In my previous post, I asked ‘Who should have the best flutes?’
This is a famous question asked by Aristotle in his exploration of justice.
Aristotle believed that justice means giving everyone what they deserve. We can figure out who deserves what by thinking about the purpose of a thing. Everything has a purpose (a telos in Greek). The purpose of a flute is to make music. The purpose of a knife is to cut. The purpose of a bed is to be slept in. If a flute is not making good music — if it is kept in a cupboard by a rich man, for example — it is not fulfilling its purpose (its telos). Aristotle said that the best flutes should be owned by the best flute players so they can make beautiful music.
I thought it would be fun to think about other ways to answer the question. What if we distribute flutes according to their market price, for example? Good flutes are expensive! Maybe they should only be owned by rich people. Alternatively, what if we give the best flutes to the least well-off in the spirit of egalitarianism?
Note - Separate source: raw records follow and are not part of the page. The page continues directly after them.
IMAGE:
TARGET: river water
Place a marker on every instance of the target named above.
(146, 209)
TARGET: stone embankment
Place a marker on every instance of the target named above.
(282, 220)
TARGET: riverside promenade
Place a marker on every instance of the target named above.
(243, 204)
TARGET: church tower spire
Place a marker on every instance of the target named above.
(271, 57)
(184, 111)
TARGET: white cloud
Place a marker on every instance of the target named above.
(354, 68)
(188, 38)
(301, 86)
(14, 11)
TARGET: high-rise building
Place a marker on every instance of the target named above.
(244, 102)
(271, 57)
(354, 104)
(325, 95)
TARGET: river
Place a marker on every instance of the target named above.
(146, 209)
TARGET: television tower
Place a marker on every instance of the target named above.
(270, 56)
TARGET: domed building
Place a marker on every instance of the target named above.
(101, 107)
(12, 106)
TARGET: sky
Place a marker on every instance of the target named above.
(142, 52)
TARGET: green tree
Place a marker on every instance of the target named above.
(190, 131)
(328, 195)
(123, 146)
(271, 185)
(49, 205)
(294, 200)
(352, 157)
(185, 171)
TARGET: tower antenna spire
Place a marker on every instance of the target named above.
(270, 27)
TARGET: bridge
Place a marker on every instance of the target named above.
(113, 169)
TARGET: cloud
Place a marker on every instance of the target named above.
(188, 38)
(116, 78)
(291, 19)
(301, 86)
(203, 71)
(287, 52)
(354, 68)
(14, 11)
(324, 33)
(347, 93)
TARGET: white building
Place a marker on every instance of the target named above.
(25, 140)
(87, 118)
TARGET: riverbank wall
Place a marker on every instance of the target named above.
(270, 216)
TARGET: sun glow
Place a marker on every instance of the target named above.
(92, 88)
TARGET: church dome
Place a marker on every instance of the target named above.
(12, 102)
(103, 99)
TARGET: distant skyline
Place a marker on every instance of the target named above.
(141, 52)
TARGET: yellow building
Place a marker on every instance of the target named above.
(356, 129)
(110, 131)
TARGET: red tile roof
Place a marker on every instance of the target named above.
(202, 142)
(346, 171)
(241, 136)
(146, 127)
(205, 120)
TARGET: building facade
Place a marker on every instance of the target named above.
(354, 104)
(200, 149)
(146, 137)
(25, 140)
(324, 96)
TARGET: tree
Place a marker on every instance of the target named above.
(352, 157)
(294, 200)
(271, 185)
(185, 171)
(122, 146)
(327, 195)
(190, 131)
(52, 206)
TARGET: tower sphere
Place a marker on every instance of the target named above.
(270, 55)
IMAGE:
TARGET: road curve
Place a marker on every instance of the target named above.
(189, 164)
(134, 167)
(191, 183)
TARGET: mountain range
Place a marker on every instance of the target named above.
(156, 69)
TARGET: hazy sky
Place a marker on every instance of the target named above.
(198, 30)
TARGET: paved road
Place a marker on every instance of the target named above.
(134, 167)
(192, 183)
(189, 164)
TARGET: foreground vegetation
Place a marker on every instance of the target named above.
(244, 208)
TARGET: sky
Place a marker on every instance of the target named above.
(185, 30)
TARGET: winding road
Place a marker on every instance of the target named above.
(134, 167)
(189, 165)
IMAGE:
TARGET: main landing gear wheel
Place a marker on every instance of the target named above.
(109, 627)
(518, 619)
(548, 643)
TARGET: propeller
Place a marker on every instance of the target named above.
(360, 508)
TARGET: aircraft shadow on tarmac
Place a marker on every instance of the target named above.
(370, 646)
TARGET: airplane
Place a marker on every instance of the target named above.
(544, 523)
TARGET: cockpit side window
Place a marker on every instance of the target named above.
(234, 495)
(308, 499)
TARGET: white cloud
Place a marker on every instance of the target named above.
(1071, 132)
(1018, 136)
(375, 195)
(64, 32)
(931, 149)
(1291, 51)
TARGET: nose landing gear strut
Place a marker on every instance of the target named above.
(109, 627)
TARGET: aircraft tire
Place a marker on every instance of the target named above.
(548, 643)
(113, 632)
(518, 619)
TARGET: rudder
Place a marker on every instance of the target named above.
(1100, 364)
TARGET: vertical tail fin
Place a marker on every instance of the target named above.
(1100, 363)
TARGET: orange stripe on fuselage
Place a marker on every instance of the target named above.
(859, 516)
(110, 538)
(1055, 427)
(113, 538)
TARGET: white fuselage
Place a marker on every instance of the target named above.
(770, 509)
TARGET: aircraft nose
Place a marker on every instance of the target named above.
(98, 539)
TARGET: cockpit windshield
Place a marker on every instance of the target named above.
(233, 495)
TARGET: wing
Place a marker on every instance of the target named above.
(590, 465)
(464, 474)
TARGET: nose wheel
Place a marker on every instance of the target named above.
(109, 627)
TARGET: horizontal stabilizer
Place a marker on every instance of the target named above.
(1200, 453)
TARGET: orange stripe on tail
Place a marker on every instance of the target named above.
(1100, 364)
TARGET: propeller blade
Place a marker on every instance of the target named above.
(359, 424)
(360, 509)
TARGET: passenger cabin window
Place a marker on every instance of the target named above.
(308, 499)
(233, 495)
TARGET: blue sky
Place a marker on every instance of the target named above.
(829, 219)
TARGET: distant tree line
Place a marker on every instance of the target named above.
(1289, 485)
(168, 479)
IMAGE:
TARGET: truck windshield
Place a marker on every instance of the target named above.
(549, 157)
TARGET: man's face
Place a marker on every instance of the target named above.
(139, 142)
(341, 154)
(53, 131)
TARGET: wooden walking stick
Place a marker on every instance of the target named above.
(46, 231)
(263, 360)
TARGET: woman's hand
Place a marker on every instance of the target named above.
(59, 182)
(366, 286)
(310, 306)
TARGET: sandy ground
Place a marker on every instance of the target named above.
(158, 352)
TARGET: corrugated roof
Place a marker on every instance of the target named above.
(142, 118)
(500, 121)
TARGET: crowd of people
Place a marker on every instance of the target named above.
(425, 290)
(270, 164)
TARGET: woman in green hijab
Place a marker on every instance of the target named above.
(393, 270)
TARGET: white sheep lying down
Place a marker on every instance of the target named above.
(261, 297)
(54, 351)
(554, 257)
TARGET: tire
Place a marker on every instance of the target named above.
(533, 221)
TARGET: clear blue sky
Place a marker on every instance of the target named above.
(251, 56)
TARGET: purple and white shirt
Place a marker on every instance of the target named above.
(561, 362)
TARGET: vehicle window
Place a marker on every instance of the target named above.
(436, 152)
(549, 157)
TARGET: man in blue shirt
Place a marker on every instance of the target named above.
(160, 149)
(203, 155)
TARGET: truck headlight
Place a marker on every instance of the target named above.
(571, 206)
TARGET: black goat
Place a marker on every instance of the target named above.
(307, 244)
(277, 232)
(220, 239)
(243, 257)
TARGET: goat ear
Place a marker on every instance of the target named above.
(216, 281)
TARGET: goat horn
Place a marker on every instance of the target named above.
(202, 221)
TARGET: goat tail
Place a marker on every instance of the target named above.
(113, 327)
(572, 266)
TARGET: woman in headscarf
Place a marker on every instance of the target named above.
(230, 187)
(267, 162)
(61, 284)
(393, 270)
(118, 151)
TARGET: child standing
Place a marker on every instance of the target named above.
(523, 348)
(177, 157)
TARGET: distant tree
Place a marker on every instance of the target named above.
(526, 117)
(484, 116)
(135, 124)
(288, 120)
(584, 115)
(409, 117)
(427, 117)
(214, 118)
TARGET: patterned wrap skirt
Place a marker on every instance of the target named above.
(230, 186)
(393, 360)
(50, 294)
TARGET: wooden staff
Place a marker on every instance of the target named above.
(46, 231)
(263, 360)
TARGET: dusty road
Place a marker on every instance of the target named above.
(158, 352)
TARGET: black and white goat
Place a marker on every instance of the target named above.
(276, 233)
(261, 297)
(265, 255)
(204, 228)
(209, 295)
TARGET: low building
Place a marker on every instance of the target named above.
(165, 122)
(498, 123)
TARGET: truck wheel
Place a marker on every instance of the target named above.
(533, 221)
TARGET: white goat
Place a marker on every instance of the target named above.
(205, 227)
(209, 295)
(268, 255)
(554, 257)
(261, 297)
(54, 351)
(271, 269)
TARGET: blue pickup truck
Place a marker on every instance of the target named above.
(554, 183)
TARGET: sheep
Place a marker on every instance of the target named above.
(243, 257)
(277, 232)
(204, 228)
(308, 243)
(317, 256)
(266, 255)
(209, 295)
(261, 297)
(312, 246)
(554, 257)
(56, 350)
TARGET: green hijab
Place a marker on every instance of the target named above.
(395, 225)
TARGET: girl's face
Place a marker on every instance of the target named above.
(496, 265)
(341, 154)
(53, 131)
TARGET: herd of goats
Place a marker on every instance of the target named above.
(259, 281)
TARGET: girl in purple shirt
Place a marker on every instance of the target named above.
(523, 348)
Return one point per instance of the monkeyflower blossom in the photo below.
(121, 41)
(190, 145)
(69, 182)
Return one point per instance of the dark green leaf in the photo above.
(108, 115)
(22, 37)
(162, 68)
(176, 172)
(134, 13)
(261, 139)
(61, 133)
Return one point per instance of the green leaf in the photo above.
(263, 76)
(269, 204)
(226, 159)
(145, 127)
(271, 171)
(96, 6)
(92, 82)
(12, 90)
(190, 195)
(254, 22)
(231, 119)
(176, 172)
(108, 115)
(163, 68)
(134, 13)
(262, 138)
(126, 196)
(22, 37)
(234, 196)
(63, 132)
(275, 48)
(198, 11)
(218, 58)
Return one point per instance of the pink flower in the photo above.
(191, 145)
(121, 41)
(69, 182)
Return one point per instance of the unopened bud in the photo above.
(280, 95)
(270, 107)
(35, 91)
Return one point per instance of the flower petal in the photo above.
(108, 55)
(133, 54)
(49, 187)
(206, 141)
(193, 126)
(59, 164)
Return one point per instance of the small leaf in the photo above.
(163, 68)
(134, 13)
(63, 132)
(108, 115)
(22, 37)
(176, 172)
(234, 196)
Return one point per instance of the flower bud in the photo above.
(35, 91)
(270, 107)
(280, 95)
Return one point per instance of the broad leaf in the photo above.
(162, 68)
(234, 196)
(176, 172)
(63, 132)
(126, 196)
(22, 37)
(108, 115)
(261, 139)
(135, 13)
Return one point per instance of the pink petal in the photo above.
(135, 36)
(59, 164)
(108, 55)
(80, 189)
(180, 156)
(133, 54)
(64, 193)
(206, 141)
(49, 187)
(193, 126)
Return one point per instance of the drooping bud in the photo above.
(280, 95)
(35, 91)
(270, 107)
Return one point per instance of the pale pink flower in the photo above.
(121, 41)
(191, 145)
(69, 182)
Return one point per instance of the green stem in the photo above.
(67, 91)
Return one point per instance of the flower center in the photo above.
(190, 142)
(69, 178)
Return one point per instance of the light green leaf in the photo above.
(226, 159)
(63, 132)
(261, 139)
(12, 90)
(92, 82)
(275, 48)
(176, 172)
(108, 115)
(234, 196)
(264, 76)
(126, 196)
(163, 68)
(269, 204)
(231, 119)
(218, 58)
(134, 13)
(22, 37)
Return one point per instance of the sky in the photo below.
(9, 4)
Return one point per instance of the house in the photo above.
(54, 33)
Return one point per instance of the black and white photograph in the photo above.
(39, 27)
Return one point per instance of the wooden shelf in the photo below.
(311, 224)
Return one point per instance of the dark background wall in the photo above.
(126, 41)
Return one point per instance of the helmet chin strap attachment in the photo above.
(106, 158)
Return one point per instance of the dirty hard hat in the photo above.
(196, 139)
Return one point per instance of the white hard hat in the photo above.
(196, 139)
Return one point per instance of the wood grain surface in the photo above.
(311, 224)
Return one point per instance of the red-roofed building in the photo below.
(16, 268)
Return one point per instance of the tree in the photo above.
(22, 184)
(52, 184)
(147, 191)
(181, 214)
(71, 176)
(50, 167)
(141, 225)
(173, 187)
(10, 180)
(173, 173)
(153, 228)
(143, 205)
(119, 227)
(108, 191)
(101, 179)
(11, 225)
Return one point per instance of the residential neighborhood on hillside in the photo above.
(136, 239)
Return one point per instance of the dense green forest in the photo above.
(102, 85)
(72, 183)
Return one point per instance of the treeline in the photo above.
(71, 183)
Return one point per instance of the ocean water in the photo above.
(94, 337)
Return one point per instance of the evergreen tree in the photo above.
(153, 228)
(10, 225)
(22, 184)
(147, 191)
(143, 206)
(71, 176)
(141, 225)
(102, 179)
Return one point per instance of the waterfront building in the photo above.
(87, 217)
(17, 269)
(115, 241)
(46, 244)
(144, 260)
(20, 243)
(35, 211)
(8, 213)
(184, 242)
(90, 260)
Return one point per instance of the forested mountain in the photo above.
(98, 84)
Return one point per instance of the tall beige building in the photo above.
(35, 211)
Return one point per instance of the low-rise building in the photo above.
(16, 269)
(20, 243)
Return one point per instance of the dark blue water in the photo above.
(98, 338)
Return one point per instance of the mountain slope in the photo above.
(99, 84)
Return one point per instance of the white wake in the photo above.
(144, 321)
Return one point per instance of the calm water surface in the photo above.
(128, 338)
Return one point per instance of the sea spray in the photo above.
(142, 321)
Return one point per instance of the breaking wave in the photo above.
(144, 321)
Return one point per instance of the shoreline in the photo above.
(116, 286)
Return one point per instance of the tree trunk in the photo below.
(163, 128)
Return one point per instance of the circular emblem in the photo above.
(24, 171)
Another clown in the Clown Household pointed out that it wasn’t obvious that best flutes is just a placeholder for any limited but desirable thing. He has a point. After all, if a lot of people want flutes, just make more flutes! A better question would be ‘Who should own the Stradivarius violins?’ There are only 600 Stradivarius violins left in the world and they don’t make them anymore. Our society says that expensive violins should be owned by rich people and we don’t even question whether or not that’s the best way. Is there a better way of distributing expensive violins?
The question works for any good thing, not just expensive musical instruments.
If there is a limited supply of houses for people to live in, who should have them? Would it be OK for some people to own multiple houses while other people are homeless? Aristotle might say that the purpose of a house is to be lived in so to have rich people own multiple houses and leave them empty is to deny the telos of a house. Charles Windsor owns ‘at least seven palaces, 10 castles, 12 homes, 56 cottages, and 14 ancient ruins’ according to House and Gardens magazine. That’s enough to give a home to each of the homeless in Bristol. Our society says is fine for one man to own dozens of homes because his ancestors were victorious in battle. There must be a better way to distribute homes.
What about education? Who should have the best physics education? Should the kids who are best at physics get access to the best physics teachers? Or the kids who love physics the most? What about the kids who are not very good at physics? Shouldn’t they get the best teachers in the name of equity?
What about tickets to the FA Cup final? My friend Tony gave me his extra ticket for the 1990 FA Cup final replay vs Crystal Palace because he thought the ticket should go to a Man United fan. He could have sold it for a lot of money but he chose to give it to me.
What about iPhones? What about a place in pre-school? What about rides in Disneyland? I think Aristotle’s question is a good way to make us really think about the way we distribute goods and whether there’s a better way.
How about healthcare? A woman in my cancer community said that it wasn’t fair that she had paid thousands for her husband’s cancer treatment while some poor person could just waltz in and get treated for free. In some countries, it’s expected that rich people get better access to healthcare while in other countries, it’s assumed that everyone should have access to healthcare whether they have money or not. How do we decide what’s the best way to distribute healthcare?
A lot of questions in philosophy are useless but the question of how we distribute goods in society is an important one. I don’t agree with Aristotle’s answer but I am glad he asked the question.